Но после вмешательства уникального психолога, который и должен был внушить, что и как говорить следователю, «жена», по сути, стала невменяемой. Конечно, и это состояние можно было использовать, объяснив его как сильное нервное потрясение, полученное в результате надругательства над женской природой. Однако обезоруживало внезапное исчезновение Алхимика.
Сейчас же попытка Роксаны спуститься с балкона вдруг натолкнула Корсакова на мысль о ее сговоре с объектом — не исключено, что неверная жена знает, где искать гения, они могли заранее условиться о месте встречи в случае чего, а это шанс! Остается организовать контролируемый побег…
— Отпусти! — прошипела Роксана. — Все равно уйду!
Корсаков внес ее в квартиру, бросил на диван и, заперев дверь, достал наручники.
— От меня не уйдешь.
Она заплакала, спрятала руки за спину и вжалась в стену.
— Марат!.. Не надо, Марат!
Кинулась к нему на шею, обняла, прижалась лицом, чем на мгновение ввела в замешательство. И этого хватило — впилась зубами в горло! Корсаков с трудом разжал ей челюсти, оторвал от себя, швырнул на диван и зажал рану ладонью. Боли он не почуял, впрочем как и гнева, — вдруг изумила и напугала кровь, брызнувшая под напором, словно из шприца. Он зажимал место укуса, однако чувствовал, как горячая струя потекла за воротник рубашки, красное пятно стремительно расширялось, намокли брюки, закапало на пол. И хорошо подоспели сыщики: «жена» вновь устремилась на балкон и теперь норовила спрыгнуть с него.

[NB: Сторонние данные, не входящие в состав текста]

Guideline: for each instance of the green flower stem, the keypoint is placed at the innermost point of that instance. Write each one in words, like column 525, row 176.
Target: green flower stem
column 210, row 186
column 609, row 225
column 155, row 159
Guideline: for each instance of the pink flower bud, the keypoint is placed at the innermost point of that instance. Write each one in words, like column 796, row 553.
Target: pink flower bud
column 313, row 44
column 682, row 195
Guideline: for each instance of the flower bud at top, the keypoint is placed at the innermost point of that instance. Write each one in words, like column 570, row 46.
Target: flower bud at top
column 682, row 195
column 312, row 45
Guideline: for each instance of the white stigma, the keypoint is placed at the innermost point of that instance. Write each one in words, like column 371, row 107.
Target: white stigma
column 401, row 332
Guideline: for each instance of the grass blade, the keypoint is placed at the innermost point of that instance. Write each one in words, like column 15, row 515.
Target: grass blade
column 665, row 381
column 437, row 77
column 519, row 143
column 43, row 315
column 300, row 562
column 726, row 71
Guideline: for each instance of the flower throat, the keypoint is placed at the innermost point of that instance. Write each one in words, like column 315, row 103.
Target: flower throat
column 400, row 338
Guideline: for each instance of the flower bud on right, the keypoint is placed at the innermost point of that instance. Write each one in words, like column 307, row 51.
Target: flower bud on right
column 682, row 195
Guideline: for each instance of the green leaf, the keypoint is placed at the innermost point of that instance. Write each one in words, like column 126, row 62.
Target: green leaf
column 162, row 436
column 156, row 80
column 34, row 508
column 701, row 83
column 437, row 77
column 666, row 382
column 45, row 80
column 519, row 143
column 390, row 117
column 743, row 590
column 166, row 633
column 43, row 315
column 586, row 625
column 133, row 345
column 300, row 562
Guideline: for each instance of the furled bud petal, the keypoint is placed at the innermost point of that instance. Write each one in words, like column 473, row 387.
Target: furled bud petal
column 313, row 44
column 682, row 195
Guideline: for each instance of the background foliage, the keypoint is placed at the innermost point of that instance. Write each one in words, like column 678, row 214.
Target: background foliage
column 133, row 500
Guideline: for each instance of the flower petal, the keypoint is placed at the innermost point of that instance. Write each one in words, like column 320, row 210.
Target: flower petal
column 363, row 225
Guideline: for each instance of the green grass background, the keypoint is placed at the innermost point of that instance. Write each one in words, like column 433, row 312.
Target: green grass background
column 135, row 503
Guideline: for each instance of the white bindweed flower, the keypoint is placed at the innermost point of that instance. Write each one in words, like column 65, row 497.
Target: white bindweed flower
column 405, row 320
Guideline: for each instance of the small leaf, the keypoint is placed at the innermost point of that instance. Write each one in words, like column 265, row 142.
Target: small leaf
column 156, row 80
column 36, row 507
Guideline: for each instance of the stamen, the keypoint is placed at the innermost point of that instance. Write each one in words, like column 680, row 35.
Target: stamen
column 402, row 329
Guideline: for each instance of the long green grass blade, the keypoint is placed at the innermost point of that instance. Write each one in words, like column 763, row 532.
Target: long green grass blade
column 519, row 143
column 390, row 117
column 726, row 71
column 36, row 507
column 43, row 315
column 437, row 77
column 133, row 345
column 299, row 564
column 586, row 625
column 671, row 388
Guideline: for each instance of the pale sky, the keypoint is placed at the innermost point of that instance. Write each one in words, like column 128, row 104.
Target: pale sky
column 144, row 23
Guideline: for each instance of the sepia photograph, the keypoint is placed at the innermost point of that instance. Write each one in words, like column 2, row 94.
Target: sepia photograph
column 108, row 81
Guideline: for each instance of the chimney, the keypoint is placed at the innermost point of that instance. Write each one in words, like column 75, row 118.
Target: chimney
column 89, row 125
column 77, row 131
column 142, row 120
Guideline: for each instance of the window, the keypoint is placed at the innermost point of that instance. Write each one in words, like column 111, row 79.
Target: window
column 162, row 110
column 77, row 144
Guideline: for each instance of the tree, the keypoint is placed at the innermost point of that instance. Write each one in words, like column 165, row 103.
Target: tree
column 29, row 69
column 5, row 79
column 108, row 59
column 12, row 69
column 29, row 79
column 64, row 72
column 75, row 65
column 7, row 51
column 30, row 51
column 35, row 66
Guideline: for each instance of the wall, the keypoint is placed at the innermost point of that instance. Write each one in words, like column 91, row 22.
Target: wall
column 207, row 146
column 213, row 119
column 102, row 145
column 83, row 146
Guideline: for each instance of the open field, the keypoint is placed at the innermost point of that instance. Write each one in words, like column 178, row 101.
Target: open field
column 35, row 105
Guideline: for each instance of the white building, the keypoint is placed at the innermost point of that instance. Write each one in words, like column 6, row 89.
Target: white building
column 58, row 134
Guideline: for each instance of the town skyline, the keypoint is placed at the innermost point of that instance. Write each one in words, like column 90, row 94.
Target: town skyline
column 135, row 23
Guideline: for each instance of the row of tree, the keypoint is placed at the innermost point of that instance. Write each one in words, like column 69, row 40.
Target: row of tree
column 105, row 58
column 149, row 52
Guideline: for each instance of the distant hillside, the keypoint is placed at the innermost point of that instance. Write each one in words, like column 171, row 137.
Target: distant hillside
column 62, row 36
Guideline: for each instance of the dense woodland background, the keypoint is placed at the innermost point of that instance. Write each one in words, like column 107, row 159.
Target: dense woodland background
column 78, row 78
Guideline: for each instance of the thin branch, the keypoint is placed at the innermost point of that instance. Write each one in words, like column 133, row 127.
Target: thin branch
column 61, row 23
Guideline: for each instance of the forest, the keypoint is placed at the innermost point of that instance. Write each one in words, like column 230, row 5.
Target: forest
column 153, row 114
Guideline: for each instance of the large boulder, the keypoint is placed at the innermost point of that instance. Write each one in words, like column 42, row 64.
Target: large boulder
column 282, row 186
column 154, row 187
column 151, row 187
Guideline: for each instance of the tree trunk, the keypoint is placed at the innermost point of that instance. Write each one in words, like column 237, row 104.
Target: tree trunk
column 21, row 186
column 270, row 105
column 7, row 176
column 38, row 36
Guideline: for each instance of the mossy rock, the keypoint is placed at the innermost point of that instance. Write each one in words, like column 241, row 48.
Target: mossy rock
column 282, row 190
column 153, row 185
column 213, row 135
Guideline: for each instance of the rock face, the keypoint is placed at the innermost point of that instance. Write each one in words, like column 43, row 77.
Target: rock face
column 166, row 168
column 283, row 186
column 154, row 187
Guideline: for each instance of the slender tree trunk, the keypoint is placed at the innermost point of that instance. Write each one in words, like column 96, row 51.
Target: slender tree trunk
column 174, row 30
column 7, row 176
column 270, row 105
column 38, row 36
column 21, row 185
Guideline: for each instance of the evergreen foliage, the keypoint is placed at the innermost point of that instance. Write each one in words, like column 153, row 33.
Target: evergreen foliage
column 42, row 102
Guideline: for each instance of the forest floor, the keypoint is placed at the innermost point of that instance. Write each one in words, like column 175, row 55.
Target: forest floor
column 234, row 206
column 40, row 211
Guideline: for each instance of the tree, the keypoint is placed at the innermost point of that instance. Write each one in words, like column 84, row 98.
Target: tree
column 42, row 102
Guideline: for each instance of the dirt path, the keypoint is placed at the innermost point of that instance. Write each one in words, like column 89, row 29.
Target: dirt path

Роксану вернули в комнату, пристегнули наручником к батарее и только потом взялись за рану Корсакова. Вызывать неотложку было нельзя — и так наделали много шума, всполошили беготней и свисающими с балкона простынями весь подъезд. На лестнице уже слышались голоса — жильцы спрашивали, что происходит. У майора в снаряжении оказался спецпакет для остановки кровотечения, шею забинтовали, и пока сыщики зачем-то затирали паркет, Марат начал приходить в себя.
— Ты что делаешь?! — запоздало и как-то несуразно возмутился он. — Ты сошла с ума…
И словно сирену включил — дикая, всклокоченная Роксана завизжала на весь дом, забилась, как лишенный воли звереныш. Батарея соскочила с крепления, начали гнуться трубы, и усмирить ее оказалось нечем!
— Ну, всё, всё, — попробовал урезонить ее Корсаков, испугавшись такого неистовства. — Успокойся. Тебя никто не трогает… Майор, ну что ты встал?! Ищи с ней контакт, без грубостей! Ты же конфликтолог!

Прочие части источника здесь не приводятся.